Health & Readiness Probes

The Checkstack backend exposes two HTTP probes that mirror the Kubernetes liveness/readiness model. Both endpoints bypass the init gate so orchestrators can poll the process even before plugins finish loading.

Returns 200 { "status": "ok" } as long as the process is responding. Use this for liveness probes - failure means “the process is wedged, restart it”.

Returns 200 only when:

  • Core init has completed (plugins loaded, routes registered), AND
  • Every critical readiness probe registered by the platform and plugins is currently passing.

Otherwise returns 503 with Retry-After. Response body:

{
"ready": false,
"checks": [
{ "name": "core.init", "critical": true, "ok": true, "durationMs": 0 },
{ "name": "queue.connected", "critical": true, "ok": false,
"message": "queue pool not connected", "durationMs": 12 }
]
}

While init is in flight, the response is { "ready": false, "reason": "initializing", "checks": [] } with Retry-After: 1. If init failed permanently (the process is about to exit), it returns { "ready": false, "error": "<message>" }.

Plugins register readiness probes via the coreServices.readinessRegistry service. Probes registered during init or afterPluginsReady are aggregated into /.checkstack/ready automatically.
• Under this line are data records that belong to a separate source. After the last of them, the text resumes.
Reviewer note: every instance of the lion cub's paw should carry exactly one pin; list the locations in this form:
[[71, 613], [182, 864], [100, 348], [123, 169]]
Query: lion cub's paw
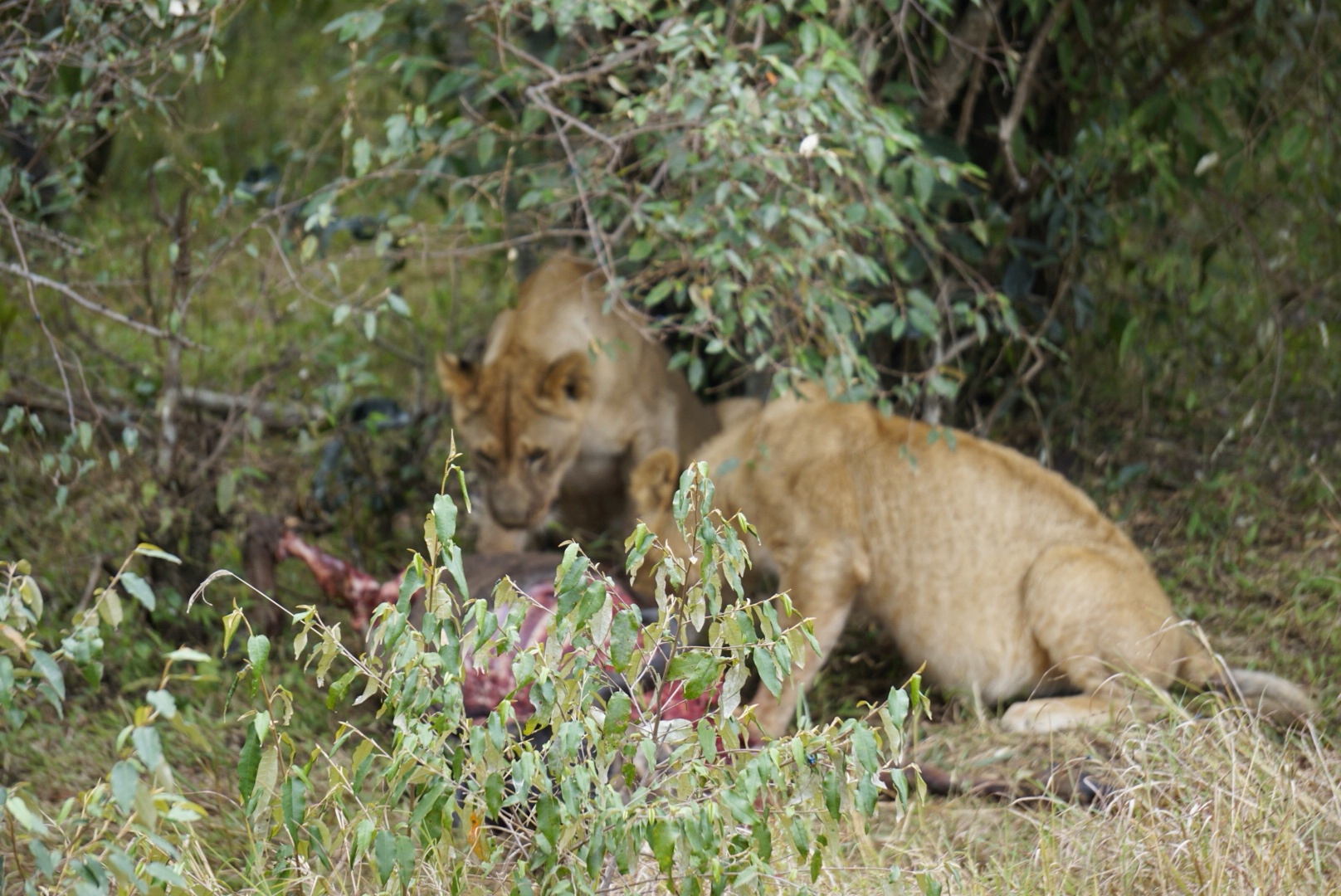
[[1060, 713]]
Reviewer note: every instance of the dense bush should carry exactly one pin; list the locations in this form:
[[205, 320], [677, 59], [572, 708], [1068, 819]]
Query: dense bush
[[598, 785]]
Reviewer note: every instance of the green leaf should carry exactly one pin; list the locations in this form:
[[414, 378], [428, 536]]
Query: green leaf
[[248, 759], [617, 713], [30, 820], [768, 671], [163, 702], [383, 850], [226, 493], [897, 703], [359, 24], [125, 781], [167, 874], [405, 857], [363, 156], [864, 746], [833, 793], [363, 836], [187, 655], [1084, 24], [494, 794], [661, 839], [148, 746], [48, 670], [1293, 144], [258, 650], [145, 549], [698, 668], [293, 804], [339, 687], [1128, 339], [624, 637], [261, 722], [444, 518]]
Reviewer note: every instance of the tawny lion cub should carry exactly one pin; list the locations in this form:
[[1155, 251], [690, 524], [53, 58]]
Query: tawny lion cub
[[997, 573], [565, 402]]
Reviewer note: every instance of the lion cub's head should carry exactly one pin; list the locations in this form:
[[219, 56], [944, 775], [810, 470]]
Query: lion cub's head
[[520, 419], [651, 489]]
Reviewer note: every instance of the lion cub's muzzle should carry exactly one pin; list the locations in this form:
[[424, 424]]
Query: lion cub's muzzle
[[515, 507]]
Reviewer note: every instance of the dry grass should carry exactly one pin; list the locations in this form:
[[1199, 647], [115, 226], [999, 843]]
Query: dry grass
[[1215, 805]]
import { coreServices } from "@checkstack/backend-api";
env.registerInit({
deps: {
readiness: coreServices.readinessRegistry,
// ...other deps
},
init: async ({ readiness, queueClient }) => {
readiness.register({
name: "queue.connected",
critical: true, // default - non-critical probes don't block readiness
check: async () => ({
ok: queueClient.isConnected(),
message: queueClient.isConnected()
? undefined
: "queue pool not connected",
}),
});
},
});
  • name - globally unique. Duplicates overwrite the prior probe with a warning. Convention: <area>.<state> (e.g. queue.connected, auth.strategy-loaded).
  • critical - defaults to true. Critical probes failing → ready: false. Non-critical probes are reported in the response but don’t affect overall readiness.
  • check - async function returning { ok, message? }. Must return quickly (target <1s). Long-running checks should cache their result in the background and read the cached value here, because /.checkstack/ready is hit by orchestrators on a tight loop.
  • A probe that throws is treated as ok: false and its error message is surfaced via the error field.
  • All probes run in parallel - total /.checkstack/ready latency ≈ slowest probe.

The backend starts answering /.checkstack/health and /.checkstack/ready immediately at process start, but holds all other requests until plugin init is complete. This protects against the previously-observed race where an early request would freeze Hono’s matcher before plugin routes were registered. See core/backend/src/index.ts for the gate implementation.

If init throws, the process exits with code 1 so the supervisor (docker/k8s) restarts cleanly - the backend never serves a half-initialized state.